The Wikileaks Threat outlined in a report from The Tech Herald targeted individuals including journalist, constitutional lawyer and outspoken US Government critic Glenn Greenwald and the Tor Project's Jacob Appelbaum for special attention. It called for organisations to actively use social media to spy on potential leakers and highlighted the parlous state of Wikileaks' finances.
SC Magazine understood the document came into the hands of Wikileaks sympathisers Anonymous following a successful raid on HBGary, which saw its secrets recently scattered to the Twittersphere.
Since the plan was hatched, disgruntled volunteers mentioned in the PDF have broken away from Wikileaks and proposed alternative whistleblower sites (that are yet to be built), financial institutions have withdrawn services, Appelbaum has been harassed by US Government authorities and Amazon denied service to Wikileaks' website.

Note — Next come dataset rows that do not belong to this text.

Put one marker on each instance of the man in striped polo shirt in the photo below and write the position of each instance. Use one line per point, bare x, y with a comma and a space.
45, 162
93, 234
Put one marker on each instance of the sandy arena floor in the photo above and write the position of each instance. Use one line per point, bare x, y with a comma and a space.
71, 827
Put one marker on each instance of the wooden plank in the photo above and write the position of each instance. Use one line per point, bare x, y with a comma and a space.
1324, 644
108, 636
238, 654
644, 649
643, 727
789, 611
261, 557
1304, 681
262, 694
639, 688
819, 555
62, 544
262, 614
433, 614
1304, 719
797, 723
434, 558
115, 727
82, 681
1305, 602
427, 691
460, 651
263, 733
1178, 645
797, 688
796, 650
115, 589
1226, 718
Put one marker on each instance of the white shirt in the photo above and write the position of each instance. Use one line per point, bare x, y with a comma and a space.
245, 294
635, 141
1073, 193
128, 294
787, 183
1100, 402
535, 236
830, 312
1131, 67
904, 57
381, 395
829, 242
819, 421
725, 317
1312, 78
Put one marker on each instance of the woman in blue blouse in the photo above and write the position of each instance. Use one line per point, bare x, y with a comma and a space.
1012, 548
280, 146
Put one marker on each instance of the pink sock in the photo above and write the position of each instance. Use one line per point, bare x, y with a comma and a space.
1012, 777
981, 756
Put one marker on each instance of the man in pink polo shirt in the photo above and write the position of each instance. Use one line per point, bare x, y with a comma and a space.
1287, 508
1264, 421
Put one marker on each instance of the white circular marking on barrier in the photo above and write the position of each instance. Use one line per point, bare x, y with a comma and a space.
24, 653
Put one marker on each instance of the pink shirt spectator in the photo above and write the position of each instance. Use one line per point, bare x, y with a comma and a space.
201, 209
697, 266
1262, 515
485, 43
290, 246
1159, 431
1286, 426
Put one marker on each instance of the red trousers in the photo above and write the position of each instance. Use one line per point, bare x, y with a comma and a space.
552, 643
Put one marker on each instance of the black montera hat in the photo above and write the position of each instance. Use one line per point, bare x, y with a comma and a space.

“Wikileaks is NOT in a healthy position right now. Their weakness [sic] are causing great stress in the organisation which can be capitalised on,” the conspirators wrote.
The document mentioned Australian Attorney General Robert McClelland prominently under Wikileaks founder Julian Assange’s bio.
“McClelland has not ruled out the possibility of Australian authorities cancelling Assange's passport, and warned that he may face charges, should he return to Australia, due to the ‘potential number of criminal laws that could have been breached by the release of the [US diplomatic cables]',” the document read.
McClelland, who also oversaw the Australian Government’s computer emergency response team CERT Australia, has since said Wikileaks and Assange broke no Australian laws.
The presentation that read in equal measure battle plan and marketing proposal laid out the futility of what it proposed by admitting at the end that “traditional responses will fail”.
“In the new age of mass social media, the insider threat represents an ongoing and persistent threat even if Wikileaks is shut down.”